Au mois d’août, les brigadistes se sont autorisés quelques vacances, mais nos invendus n’ont pas connu la trêve : « une coop de Saint-Ouen venait tous les deux jours et repartait avec son super vélo-cargo rempli à ras bord pour le Secours populaire de Saint-Ouen, et une femme du quartier de la Goutte d’Or, qui faisait l’intermédiaire avec les familles en difficulté de son immeuble, venait au magasin quotidiennement récupérer yaourts, produits traiteur et même viande avant leur mort programmée du soir, en plus des fruits et légumes.
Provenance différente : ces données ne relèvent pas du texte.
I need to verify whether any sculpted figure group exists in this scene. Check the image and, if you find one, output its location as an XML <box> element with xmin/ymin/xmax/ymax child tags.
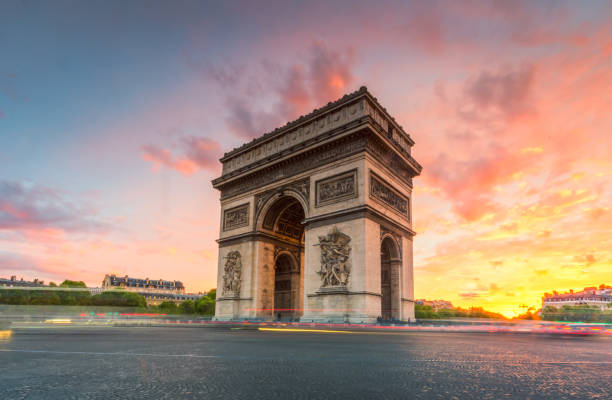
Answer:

Et même le pain du 4e jour était sauvé grâce à elle : les poules vivant dans la friche de la Goutte d’Or l’ont adoré ! », explique Véronique.
Et parce que ça fait toujours du bien de recevoir des compliments, surtout quand ils viennent de personnes aussi valeureuses que les brigadistes, je vous rapporte le commentaire de Joëlle : « l’esprit qui règne dans cette coop, c’est formidable ! »
*. Depuis 2016, la loi oblige tout magasin de plus de 400 m² à faire don de ses invendus, mais certains commerces ne jouent pas le jeu…
**. Pour boucler la boucle, l’un de nos fournisseurs de pain et également coopérateur, Vincent Bedel, de la boulangerie Pajol, leur donne aussi du pain.